In untreated cells (negative control), around 94.5% of cells were in G0/G1 phase, followed by 2.9% and 2.1% in S phase and G2/M phase, respectively. In positive control, 25.35%, 47.9%, 24.9% cells were recorded in G0/G1, S and G2/M phase, respectively. Exposure of C. auris MRL6057 cells to the Ag-Cu-Co trimetallic nanoparticle resulted in cell cycle arrest at the G2/M phase (Figure 9). Exposure of cells to sub-inhibitory concentrations of the Ag-Cu-Co trimetallic nanoparticle resulted in the accumulation of cells in G2/M phase. At a concentration of 0.39 µg/mL (½ MIC) the distribution of C. auris in the cell cycle was 44.5%, 16.4% and 36.1% in G0/G1, S and G2/M phase, respectively. On the other hand, at 0.78 µg/mL (MIC) of trimetallic nanoparticles, the percentage of cells in the G2/M phase increased to 48.8%, whereas the cells in S and G0/G1 phase was 21.3% and 27.0%, respectively. However, at a further higher concentration (1.56 µg/mL, MFC) the percentage of cells in G2/M phase was raised to 60.4% whereas, there was a slow increase in the percentage of cells in S phase (26.4%) and percentage of cells in G0/G1 phase decreased rapidly to 10.0%. Altogether, the results revealed that the Ag-Cu-Co trimetallic nanoparticle allowed the cells to proceed through G0/G1 and S phase, whereas it arrested the cell cycle in the G2/M phase. From these results, it is evident that the nanoparticle had a prominent effect on cell cycle progression in C. auris. The cells were mainly arrested in G2/M phase in a dose-dependent manner with increased arrest in G2/M phase at a higher concentration of the nanoparticle.
Our results agree with several previous studies reporting the cell cycle arrest at the G2/M phase when Candida cells were treated with different external agents. Compounds, crambescidin-816, crambescidin-089, clioquinol, have been previously reported to arrest cell cycle at the G2/M phase in Candida spp. and Saccharomyces cerevisiae [63,64,65]. Impairment of cell cycle triggers changes in fungal cell morphology that increase Candida cells’ recognition by the host immune system [64]. Therefore, Ag-Cu-Co trimetallic nanoparticle directly targets C. auris cell cycle and enhances its recognition by the immune cells, further strengthening its candidature for anti-Candida treatment.

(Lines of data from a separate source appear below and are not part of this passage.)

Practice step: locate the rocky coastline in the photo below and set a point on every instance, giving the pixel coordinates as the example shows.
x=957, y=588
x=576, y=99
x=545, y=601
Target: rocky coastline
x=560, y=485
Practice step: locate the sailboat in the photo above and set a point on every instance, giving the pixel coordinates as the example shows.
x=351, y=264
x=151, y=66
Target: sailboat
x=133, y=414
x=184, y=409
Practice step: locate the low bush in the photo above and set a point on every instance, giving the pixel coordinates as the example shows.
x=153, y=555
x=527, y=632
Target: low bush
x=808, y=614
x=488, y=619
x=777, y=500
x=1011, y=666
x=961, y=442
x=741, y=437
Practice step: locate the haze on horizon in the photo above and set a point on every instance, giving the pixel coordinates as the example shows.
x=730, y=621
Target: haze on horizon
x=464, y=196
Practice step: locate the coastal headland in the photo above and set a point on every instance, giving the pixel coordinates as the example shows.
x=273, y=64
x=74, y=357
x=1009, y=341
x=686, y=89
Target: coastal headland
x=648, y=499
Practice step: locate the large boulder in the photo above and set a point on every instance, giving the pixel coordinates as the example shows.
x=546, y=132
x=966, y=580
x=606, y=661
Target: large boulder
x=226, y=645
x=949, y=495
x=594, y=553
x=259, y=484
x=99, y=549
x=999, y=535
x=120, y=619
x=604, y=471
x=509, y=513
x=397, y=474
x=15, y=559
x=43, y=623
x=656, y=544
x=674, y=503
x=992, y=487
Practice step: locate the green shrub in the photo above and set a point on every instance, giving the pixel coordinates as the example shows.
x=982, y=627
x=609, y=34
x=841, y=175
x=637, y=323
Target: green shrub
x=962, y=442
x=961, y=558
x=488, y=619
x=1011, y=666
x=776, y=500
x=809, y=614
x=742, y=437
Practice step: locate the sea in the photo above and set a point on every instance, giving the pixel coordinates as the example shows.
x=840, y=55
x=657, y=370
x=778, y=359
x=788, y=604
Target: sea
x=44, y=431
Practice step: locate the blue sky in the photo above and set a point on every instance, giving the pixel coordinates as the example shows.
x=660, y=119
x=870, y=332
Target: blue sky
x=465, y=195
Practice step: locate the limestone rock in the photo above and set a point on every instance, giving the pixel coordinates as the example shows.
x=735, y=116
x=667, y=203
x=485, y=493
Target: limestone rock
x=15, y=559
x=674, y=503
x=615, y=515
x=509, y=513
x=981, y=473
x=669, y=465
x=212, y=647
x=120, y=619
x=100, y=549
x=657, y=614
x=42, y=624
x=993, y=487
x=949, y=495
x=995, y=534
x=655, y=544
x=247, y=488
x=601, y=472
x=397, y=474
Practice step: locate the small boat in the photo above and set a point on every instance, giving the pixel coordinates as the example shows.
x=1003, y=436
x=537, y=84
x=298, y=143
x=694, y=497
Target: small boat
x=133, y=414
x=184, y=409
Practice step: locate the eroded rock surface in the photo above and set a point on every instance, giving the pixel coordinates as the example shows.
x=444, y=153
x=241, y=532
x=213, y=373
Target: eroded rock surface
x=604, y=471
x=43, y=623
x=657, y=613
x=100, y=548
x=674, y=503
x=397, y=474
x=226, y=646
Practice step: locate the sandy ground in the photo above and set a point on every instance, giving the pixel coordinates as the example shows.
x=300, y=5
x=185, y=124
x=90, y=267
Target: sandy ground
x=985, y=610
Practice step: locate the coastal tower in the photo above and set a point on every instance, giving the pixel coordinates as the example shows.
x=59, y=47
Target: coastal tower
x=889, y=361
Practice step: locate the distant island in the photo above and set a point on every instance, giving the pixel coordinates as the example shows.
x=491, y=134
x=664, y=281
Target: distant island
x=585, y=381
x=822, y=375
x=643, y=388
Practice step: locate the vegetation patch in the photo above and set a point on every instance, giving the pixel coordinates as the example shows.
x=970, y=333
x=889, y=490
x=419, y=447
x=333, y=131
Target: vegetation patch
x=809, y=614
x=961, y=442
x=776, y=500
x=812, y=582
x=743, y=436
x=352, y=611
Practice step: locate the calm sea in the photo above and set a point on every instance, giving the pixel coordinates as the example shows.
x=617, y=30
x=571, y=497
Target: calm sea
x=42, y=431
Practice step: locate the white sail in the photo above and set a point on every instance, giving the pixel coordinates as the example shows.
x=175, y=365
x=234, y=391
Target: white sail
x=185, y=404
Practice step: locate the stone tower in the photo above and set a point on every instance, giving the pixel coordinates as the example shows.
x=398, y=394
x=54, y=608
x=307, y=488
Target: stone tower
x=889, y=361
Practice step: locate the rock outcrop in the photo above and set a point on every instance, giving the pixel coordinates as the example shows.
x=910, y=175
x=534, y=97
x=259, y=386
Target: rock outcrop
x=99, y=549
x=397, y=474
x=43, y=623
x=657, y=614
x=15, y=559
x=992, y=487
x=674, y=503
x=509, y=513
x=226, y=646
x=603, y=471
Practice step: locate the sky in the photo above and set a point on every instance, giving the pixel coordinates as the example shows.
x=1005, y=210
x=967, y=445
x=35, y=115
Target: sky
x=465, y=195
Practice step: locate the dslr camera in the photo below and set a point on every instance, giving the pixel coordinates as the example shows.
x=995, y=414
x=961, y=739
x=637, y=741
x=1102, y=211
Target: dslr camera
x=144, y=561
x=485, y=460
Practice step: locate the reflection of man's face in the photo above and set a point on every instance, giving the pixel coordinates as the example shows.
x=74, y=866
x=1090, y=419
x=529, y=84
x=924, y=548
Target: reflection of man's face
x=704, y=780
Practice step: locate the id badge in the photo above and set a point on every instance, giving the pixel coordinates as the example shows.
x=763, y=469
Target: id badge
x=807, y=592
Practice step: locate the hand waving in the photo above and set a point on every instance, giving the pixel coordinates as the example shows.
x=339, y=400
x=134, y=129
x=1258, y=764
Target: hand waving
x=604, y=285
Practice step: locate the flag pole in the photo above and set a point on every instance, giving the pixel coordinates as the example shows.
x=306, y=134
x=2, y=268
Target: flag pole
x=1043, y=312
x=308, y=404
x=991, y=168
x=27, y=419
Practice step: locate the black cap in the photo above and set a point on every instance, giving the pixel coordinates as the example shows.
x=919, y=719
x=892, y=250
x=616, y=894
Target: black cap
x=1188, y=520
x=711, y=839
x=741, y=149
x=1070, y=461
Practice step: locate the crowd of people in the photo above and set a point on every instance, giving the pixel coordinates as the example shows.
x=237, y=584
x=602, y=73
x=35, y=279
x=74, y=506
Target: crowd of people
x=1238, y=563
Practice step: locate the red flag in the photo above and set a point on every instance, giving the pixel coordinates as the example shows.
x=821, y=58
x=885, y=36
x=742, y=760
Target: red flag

3.6. Haemolytic Activity of Ag-Cu-Co Trimetallic Nanoparticle

The as-prepared Ag-Cu-Co trimetallic nanoparticles showed vigorous anti-candidal activity and triggered cellular apoptosis and cell cycle arrest in C. auris isolates, its toxicity evaluation becomes essential. Therefore, hemolytic activity of the nanoparticle using horse erythrocytes was performed. In comparison to triton X. The percent hemolysis in the positive control was 100% whereas, there was no lysis in the negative control. In contrast to controls, Ag-Cu-Co trimetallic nanoparticle at inhibitory and sub-inhibitory concentrations was no hemolysis.
In contrast, at higher concentrations (MFC), it was observed at a rate of 0.63% hemolysis. Furthermore, at a higher concentration of 3.12 µg/mL, there was only 11.73% hemolysis. These results confirmed that Ag-Cu-Co trimetallic nanoparticle is not toxic even at 4 times higher concentration than MIC and thereby advocated the use of this nanoparticle for future in vivo studies and thereby providing a potential candidate for antifungal drug development.
The structure, size and shape determine the cytotoxicity of the nanoparticles; therefore, it is essential to enhance its stability and biocompatibility during its preparations [66]. For instance, researchers found that purification of golden nanoparticles coated with glutathione (Au-GSH NPs) by ultracentrifugation during the different steps and surface modification resulted in highly reduced cellular toxicity to human cell lines [67]. As Ag-Cu-Co trimetallic nanoparticle also undergoes several modifications during the pre-and post-synthesis processes, its cellular cytotoxicity reduced, as is evident from the hemolytic results. However, studies with human cell lines and animal models will further advocate the safe use of Ag-Cu-Co trimetallic nanoparticles.

4. Conclusions

The present study contributes a cost-effective and one-pot green synthesis approach to prepare stable Ag-Cu-Co trimetallic nanoparticles using Salvia officinalis extract as a reducing and capping agent. The phytochemicals in Salvia officinalis extract plays a significant role in controlling the size, morphology and size distribution of the as-prepared nanoparticles. The present study strongly supports Ag-Cu-Co trimetallic nanoparticles’ fungicidal potential against multidrug-resistant C. auris strains. The nanoparticles strongly impacted crucial yeast apoptotic markers as displayed by phosphatidylserine translocation and the collapse of the mitochondrial membrane potential in exposed cells. Additionally, Ag-Cu-Co trimetallic nanoparticles directly inhibit the cell cycle and arrest cells in the G2/M phase. Hemolytic studies confirmed that these nanoparticles are non-toxic and safe for stage II in vivo studies. This work indicates that Ag-Cu-Co trimetallic nanoparticles could be a potential lead for antifungal drug development. Because of their enhanced properties compared to their monometallic counterparts, trimetallic nanoparticles have emerged as useful and versatile antimicrobial nanomaterials.

Author Contributions

M.A.M., M.R.K., A.A. conceived and designed research; V.S., M.A.M., A.A., M.R.K. conducted experiments; M.R.K., A.A., V.S., K.R.H. analyzed results; J.S.M.S., N.H.H. formal analysis; J.S.M.S., N.H.H., V.S. methodology; M.R.K., J.S.M.S. funding acquisition; M.A.M., A.A., V.S., M.R.K. wrote the manuscript. All authors have read and agreed to the published version of the manuscript.

Funding

This project was funded by the Deanship of Scientific Research (DSR), King Abdulaziz University, Jeddah, under grant No. (DF-732-130-1441). The authors, therefore, gratefully acknowledge DSR technical and financial support.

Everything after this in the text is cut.